T. Gardner was very surprised but not really upset. His lights came quickly - a single engine propeller plane swooped down and took him away.

Then Rube surprised me by saying that we didn't have anything else to do, why don't we go back inside and look around? He'll show me a few of his sales tricks.

This cheered me up. It was awesome. Rube can charm the pants off anyone, he is so smooth. He had those salespeople eating out of the palm of his hand. One second they were trying to sell us something, and the next they thought they needed something from us. Rube showed me how to read someone cold - how to size them up without knowing anything about them, who is likely to buy something and who will need a lot of persuasion to part with their money. He also showed me how to draw customers in by telling them stories about yourself or what you were trying to sell. By the end of the afternoon, he had a job offer from the director of sales at some events company.

Rube was happy because he thought he taught me something about people. He was also probably relieved that I was too busy to get into any shenanigans. I was happy because I learned some tricks I could use to maybe scam someone or at least make my job easier. And it was nice that Rube wasn't yelling at me or mad at me. He was talking to me like a normal person, like he thought maybe we were friends.

That all changed that night.

I didn't do anything wrong. We were at Der Waffle Haus eating dinner by ourselves. Blue plate special - meatloaf. Gag. I was tired of scraping the mashed potatoes around on my plate.

I told Rube that I needed cigarettes. I asked if I could go across the street to the gas station and get some, and he gave me that look like he was trying to bore into my brain with his eyes. All squinty. Then he said okay, but that he'd be watching me from the window and I had better not do anything stupid. Just go, buy the cigarettes and come back. Got it? I said I got it and left.

Everything was fine and I wasn't thinking about anything except getting some cigarettes and chain smoking them. I went inside, bought my pack of smokes, and looked around some more at the junk they had for sale. I wasn't that interested in going back to the greasy diner and Rube's constant smothering presence so I took my time. I knew he was watching the door from his seat in the diner across the street, just waiting for me to come out.

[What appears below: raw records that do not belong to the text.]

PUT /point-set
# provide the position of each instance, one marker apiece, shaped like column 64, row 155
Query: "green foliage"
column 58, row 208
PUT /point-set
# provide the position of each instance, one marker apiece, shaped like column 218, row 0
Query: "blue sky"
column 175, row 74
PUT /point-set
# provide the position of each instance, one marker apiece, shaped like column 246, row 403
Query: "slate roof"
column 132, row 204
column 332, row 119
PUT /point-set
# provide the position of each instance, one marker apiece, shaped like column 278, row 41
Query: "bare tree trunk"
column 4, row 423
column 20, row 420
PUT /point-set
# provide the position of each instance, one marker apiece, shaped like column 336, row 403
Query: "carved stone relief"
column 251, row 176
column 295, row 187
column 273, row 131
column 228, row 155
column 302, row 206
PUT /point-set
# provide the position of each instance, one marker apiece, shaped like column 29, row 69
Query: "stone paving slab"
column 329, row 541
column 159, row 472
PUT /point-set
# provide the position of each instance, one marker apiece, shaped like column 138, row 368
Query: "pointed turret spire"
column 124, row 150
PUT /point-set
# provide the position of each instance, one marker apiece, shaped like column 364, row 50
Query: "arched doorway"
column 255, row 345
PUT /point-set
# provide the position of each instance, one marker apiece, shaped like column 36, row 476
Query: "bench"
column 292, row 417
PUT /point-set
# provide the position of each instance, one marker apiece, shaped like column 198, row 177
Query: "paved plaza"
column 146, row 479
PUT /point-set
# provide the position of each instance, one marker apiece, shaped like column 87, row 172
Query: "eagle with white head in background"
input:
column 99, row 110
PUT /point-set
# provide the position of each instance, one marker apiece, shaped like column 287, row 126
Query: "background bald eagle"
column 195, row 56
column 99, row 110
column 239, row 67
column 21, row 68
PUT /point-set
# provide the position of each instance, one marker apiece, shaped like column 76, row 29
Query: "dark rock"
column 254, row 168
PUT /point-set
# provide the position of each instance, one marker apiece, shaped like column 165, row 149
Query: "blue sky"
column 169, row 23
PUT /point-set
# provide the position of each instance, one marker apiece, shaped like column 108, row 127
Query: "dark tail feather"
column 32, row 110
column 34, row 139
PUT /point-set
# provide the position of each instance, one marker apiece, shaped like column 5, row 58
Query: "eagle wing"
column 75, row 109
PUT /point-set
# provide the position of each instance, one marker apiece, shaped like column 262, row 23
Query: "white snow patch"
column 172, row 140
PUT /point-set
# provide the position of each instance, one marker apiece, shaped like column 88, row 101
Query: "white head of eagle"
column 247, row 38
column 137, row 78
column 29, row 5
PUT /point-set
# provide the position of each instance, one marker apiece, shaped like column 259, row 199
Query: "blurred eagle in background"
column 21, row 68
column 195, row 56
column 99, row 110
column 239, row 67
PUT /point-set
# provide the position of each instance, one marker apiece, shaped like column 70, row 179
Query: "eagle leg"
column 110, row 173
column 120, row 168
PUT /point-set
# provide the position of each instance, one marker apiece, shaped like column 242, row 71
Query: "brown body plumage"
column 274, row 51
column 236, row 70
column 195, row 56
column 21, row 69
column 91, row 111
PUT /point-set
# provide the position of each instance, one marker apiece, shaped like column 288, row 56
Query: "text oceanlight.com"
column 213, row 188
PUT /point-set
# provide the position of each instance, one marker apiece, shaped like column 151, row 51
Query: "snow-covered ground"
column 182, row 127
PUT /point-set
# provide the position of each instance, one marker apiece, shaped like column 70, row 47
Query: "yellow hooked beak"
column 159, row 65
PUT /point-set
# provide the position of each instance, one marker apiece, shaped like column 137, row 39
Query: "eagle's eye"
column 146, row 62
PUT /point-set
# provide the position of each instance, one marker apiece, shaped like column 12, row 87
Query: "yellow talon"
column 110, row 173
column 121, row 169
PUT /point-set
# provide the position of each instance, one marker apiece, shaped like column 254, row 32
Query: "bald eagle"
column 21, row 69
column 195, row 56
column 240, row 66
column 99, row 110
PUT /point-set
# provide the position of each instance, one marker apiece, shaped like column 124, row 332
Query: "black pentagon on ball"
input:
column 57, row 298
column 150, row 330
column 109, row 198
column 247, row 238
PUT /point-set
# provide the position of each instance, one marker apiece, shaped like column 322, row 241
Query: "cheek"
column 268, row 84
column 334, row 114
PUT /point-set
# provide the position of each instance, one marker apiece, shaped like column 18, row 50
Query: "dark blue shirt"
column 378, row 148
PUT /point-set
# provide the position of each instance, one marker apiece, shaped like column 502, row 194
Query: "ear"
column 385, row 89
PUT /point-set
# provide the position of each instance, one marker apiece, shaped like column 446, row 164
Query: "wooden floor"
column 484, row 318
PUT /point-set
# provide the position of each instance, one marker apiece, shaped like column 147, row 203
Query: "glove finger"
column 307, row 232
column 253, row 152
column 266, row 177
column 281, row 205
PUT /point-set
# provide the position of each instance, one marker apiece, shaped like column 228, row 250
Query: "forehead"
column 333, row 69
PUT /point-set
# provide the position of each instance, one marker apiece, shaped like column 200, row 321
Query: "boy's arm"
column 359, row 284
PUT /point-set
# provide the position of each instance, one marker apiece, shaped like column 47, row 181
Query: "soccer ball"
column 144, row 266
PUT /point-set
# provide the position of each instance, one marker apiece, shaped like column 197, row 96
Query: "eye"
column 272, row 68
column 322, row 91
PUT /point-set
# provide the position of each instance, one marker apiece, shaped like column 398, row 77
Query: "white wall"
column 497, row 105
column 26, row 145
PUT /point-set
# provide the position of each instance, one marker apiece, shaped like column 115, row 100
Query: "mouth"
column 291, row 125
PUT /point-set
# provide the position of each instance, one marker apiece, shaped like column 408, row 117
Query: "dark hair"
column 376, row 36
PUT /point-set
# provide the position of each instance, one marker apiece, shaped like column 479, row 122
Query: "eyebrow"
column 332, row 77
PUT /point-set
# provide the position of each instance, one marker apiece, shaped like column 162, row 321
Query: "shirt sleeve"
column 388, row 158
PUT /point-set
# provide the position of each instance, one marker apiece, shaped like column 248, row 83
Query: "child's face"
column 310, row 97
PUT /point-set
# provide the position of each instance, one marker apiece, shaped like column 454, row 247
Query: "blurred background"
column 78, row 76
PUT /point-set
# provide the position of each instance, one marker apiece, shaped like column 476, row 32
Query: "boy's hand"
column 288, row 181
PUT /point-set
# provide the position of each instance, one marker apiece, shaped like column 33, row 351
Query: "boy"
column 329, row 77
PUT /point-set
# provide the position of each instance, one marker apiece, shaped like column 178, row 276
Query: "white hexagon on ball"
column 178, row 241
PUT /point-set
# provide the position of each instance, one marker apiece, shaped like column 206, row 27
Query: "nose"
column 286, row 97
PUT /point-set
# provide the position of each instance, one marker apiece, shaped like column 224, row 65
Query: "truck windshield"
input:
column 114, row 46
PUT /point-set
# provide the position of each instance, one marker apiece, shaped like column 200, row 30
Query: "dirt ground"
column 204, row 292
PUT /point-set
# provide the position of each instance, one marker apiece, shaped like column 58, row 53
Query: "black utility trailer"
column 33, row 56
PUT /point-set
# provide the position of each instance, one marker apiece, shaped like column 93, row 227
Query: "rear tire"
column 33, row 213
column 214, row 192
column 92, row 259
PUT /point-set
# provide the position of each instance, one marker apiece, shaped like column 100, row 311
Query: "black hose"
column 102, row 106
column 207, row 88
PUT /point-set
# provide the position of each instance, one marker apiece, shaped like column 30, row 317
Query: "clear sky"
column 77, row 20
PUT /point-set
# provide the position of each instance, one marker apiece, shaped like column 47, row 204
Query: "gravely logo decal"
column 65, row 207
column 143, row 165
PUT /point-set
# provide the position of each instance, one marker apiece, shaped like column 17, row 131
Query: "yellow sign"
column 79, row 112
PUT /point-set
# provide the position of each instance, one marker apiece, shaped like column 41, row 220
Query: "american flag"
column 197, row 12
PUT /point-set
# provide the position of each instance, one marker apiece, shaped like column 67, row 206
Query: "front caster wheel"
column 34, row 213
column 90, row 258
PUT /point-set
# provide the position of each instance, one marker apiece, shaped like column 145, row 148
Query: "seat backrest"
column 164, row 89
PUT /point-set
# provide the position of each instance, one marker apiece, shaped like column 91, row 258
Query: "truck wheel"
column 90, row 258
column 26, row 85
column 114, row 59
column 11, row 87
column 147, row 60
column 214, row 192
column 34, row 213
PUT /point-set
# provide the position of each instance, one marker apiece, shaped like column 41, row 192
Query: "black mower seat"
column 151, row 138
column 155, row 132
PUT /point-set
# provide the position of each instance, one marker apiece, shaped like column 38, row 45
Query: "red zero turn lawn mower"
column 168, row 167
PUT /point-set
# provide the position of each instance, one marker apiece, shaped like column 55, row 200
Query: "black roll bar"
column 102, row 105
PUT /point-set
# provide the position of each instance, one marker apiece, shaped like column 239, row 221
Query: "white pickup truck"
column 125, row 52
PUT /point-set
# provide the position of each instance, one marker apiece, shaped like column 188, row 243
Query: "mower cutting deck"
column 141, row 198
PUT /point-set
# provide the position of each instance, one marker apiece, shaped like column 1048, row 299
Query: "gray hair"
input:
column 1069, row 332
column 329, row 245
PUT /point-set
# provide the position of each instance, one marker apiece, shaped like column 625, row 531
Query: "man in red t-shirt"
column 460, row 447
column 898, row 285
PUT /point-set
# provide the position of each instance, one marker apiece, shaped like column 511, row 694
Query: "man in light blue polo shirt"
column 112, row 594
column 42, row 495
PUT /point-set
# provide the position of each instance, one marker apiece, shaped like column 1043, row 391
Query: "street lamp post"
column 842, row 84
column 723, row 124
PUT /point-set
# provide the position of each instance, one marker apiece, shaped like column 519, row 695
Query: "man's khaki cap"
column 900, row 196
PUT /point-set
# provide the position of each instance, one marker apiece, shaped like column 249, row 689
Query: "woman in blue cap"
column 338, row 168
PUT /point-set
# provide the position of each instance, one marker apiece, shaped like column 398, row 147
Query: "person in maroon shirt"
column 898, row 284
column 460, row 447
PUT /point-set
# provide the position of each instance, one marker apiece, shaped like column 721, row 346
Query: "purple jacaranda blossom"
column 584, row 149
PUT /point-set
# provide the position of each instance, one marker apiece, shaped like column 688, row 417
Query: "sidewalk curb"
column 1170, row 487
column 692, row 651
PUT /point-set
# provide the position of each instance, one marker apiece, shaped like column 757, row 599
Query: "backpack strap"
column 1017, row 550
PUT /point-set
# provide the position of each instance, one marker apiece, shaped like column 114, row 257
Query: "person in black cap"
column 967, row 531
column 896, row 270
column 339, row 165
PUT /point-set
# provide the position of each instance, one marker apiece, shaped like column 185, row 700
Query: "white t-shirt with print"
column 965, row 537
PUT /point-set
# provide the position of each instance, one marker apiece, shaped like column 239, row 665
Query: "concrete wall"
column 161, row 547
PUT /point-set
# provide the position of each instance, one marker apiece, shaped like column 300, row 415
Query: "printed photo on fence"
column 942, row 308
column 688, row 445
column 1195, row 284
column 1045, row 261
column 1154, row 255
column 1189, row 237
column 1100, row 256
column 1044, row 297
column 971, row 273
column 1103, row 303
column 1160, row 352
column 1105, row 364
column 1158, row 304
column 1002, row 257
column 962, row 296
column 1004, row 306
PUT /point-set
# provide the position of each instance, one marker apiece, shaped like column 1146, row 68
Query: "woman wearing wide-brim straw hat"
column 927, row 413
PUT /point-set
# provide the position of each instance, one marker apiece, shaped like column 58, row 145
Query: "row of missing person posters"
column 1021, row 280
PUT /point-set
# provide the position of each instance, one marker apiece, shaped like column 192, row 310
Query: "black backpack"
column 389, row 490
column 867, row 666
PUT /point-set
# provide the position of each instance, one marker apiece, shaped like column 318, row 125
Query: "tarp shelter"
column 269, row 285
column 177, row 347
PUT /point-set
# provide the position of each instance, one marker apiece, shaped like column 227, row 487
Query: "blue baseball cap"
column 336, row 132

I was just browsing when I saw the pay phone at the back of the store. I hadn't seen a pay phone in years. It was surprising. I went over to it to check for forgotten change. I didn't find any, but I did find a phone card. It was one of those cards that you buy from a display at the checkout line at places like that gas station, bilingual with international rates printed all over the front. It looked like someone forgot to throw it away. I almost turned and walked away, but then I reconsidered and I decided to see if there were any more minutes left on it.
I had some loose change, so I used it to call the 800 number to check the balance. I was surprised because the electronic voice said that there was 17 minutes left. I looked around to see if anyone was coming to find their lost phone card, but I didn't see anyone. I was the only one in the store, besides the cashier. And he wasn't paying attention. Then I did something really, really stupid. I used the card to call home.

Not my mom's house. I didn't want to talk to her. I called Santos.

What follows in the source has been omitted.